The good news: went in for my post surgery checkup and took the eye patch off and I can see pretty good already with that eye. The doctor says it will take a few more days to get to normal, but everything looks pretty good. 
The bad news: My glasses are no longer any use for the left eye as it has been corrected. I can't really get new glasses until about 1 month when the vision is completely stable from the surgery. "All I have to do is remove the left lens from my old glasses and the distance vision will be good" I told the doctor.
"Don't you remember me telling you that doesn't work right with severe nearsightedness like yours?" he replied.
"Sort of, but remind me why again"
"Your right eye still has to use the glasses -- and for nearsightedness, the lens makes everything you see smaller.
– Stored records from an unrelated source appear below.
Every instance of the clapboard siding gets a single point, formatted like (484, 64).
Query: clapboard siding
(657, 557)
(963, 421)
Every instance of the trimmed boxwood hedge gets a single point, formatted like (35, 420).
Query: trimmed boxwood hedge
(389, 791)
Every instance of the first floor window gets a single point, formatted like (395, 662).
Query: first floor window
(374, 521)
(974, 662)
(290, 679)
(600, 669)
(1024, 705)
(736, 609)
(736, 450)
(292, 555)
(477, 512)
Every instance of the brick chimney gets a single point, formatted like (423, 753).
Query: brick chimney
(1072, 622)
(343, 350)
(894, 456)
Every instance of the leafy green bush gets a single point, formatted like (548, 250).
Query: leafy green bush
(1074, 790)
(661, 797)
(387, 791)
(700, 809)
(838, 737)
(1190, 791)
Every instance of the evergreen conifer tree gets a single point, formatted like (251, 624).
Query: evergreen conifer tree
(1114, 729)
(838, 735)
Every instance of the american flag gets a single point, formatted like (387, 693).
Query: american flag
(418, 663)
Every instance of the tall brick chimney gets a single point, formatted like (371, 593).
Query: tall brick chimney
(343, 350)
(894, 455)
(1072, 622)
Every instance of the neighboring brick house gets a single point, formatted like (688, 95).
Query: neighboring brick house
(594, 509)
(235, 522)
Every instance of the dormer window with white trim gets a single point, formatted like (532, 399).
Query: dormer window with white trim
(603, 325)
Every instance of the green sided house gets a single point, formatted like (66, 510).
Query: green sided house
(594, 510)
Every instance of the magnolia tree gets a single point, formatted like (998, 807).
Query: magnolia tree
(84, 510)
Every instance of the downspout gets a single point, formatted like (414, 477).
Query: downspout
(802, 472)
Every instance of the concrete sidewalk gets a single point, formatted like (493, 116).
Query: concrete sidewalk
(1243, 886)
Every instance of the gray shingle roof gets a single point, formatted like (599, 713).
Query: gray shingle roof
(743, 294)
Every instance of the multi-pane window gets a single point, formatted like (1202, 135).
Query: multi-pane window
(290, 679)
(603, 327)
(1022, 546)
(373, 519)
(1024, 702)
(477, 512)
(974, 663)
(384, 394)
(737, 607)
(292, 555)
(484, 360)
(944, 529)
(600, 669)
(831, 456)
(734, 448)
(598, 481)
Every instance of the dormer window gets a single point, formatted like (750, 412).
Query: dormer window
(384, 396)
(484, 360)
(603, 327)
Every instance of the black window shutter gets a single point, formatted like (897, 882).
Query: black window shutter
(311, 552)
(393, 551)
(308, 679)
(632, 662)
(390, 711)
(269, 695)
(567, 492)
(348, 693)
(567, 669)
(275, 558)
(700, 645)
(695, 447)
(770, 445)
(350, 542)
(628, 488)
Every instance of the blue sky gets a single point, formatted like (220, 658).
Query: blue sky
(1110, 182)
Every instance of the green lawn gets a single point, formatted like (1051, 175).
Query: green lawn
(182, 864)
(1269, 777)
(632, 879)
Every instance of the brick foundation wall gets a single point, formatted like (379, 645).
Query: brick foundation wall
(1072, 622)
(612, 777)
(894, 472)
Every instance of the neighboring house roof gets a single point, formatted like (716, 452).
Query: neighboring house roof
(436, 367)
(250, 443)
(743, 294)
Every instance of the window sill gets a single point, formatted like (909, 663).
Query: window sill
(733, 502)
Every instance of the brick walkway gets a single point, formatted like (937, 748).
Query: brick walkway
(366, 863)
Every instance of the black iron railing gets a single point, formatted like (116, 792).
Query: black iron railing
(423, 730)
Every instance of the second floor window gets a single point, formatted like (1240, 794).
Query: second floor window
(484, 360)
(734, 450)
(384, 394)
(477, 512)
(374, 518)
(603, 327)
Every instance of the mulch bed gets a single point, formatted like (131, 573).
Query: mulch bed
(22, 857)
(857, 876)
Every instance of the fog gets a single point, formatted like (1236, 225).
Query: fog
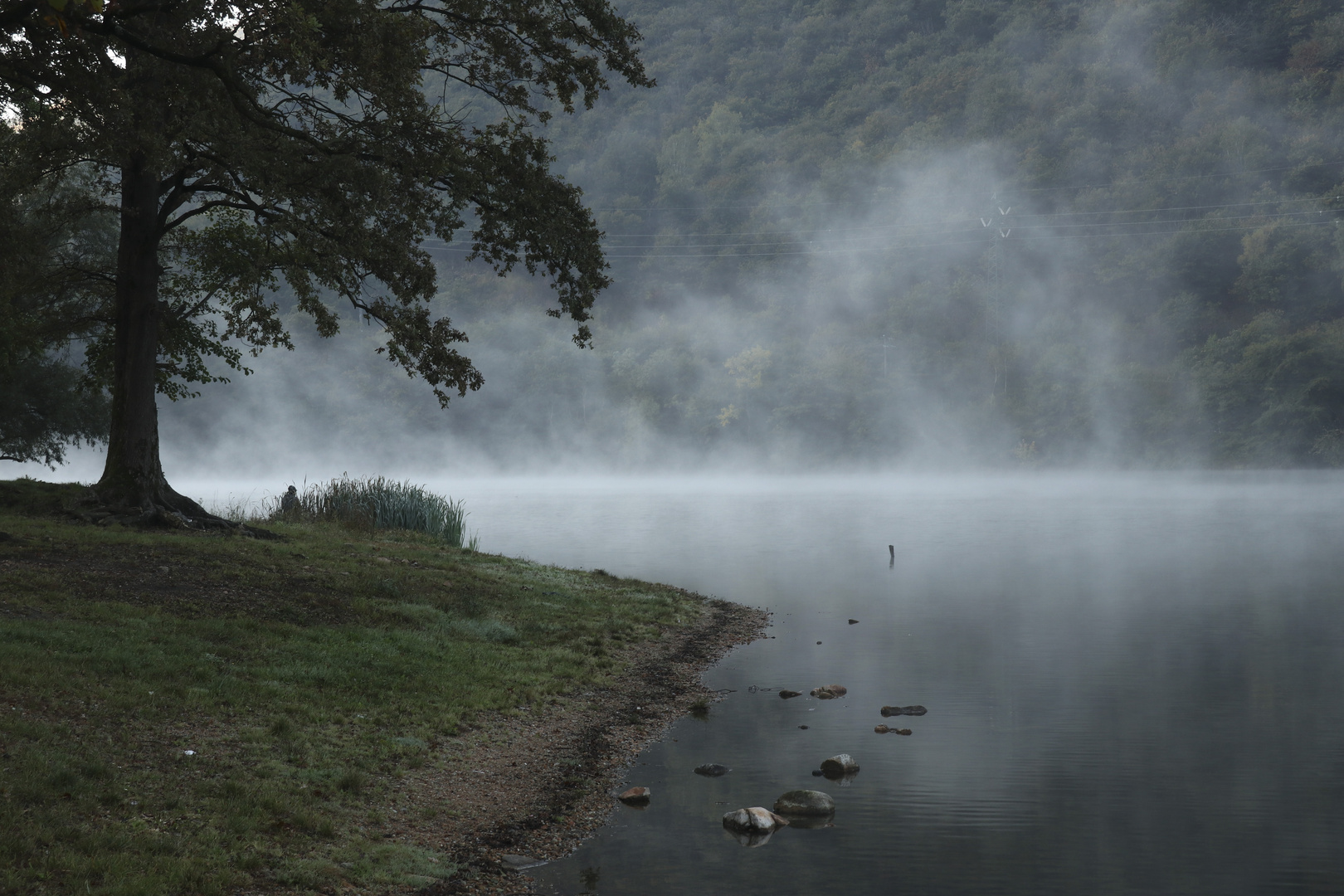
(912, 236)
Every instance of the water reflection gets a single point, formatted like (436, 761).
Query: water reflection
(1133, 685)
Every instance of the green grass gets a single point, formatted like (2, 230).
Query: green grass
(377, 503)
(307, 676)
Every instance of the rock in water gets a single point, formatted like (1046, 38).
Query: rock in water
(636, 796)
(757, 820)
(806, 802)
(903, 711)
(839, 765)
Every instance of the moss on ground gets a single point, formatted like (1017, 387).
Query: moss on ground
(194, 712)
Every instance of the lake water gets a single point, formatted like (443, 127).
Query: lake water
(1135, 683)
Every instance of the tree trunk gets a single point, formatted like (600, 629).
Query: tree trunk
(134, 476)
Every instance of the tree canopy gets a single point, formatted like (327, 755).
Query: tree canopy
(314, 143)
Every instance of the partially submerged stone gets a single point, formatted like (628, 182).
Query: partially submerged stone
(519, 863)
(757, 820)
(806, 802)
(636, 796)
(903, 711)
(839, 766)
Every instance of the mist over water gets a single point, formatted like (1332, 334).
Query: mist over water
(1133, 681)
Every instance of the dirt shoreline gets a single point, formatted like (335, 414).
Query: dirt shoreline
(538, 783)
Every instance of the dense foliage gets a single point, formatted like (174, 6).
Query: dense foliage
(811, 183)
(318, 143)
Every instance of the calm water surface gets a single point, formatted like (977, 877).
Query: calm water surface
(1135, 683)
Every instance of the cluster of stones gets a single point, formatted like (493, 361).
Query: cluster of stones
(797, 807)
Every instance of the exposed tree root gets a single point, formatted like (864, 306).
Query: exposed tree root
(166, 509)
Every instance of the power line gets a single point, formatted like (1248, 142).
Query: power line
(971, 221)
(1023, 229)
(898, 247)
(1011, 192)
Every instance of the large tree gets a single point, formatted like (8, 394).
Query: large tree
(316, 141)
(56, 245)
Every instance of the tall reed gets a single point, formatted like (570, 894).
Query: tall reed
(377, 503)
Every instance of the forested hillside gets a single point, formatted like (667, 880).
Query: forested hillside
(942, 231)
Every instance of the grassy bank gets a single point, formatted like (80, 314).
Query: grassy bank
(199, 713)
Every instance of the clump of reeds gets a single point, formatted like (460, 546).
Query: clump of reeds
(377, 503)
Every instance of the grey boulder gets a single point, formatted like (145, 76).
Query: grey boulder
(806, 802)
(839, 765)
(757, 820)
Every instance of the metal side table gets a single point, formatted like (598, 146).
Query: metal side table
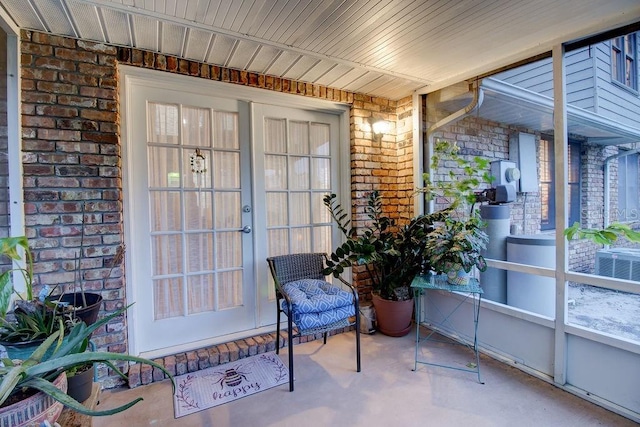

And your new left eye leaves them larger, like they should be. So you will see one big image on top of a small one. It will be enough difference it will confuse your brain"
"So can't I get glasses that will fix that?"
"No, you either have to shut one eye or patch one, or get your other eye done too. I knew you would need that, so if you want to go ahead, I scheduled it in 30 days on December 9th. That is as close to each other as we do the second eye."
So I am in that sort of between stage where my new eye sees much better, but won't work together with the old one. I already learned to read with one eye shut, and drive with one eye shut when I had myasthenia gravis double vision, so its back to that for a month.
The new eye lens gives me whiter whites, more colorful colors, but is still a little foggy -- sort of like a bar in the smoking days. That is supposed to clear away soon. Overall, I think it was quick, easy, painless, and likely to improve my life. However seeing folks more clearly may change some of my friendships.
In college, a girl friend always took off her glasses when I came to join her at the library or lunch table. "You are just vain and want to look better," I told her. "No I take them off so you will look better!"

Update 2 years later.
   I had both eyes done.  They both were without problems.  I still have a few vision difficulties that are from a cornea that is somewhat irregular.  It could be improved with laser surgery that shapes the cornea (Lasik).  However, I don't consider it enough of a problem to bother with.  
   I also learned I did something wrong with my first eye that I fixed for eye two.  When I had the pre-eye exam to get the replacement lens prescription, I attempted to squint a little to see the chart better, something I had been doing as a matter of course in daily life.  That meant that the lens was made for my squinting eye rather than my eye at rest.  So for the exam for eye two, I didn't wear glasses for whole day before, did not squint and attempt to see better.  That lens gave me better focus than the first one.  
   Both are good enough so I mostly get by with glasses for reading only.  However, I did get prescription glasses that improved the vision the squinted eye and add a little better vision to both.  But mostly I just have a dozen cheap pairs of reading glasses here and there (cars, computer, workshop etc).  I use 1.25 for the computer, 1.5 for reading, 2.0 or 2.5 for close work and buy them by the bundle of 4 at the chain store.  
   I paid an extra $1000 per eye above Medicare reimbursement to get the astigmatism (a great deal in my eyes) included in the replacement lens so that is now gone mostly from my eye glass prescription and lets me wear the reading glasses and have no astigmatism problems. 
   Here in NW Wisconsin, going in and outdoors in the winter was a pain with glasses fogging up.  That is gone!!!!   I have gotten in the habit of wearing my prescription glasses with bifocals and mostly window glass above because it does give me some eye protection here on the farm, it does help a little to have the closeup always available, and it makes me look very intelligent.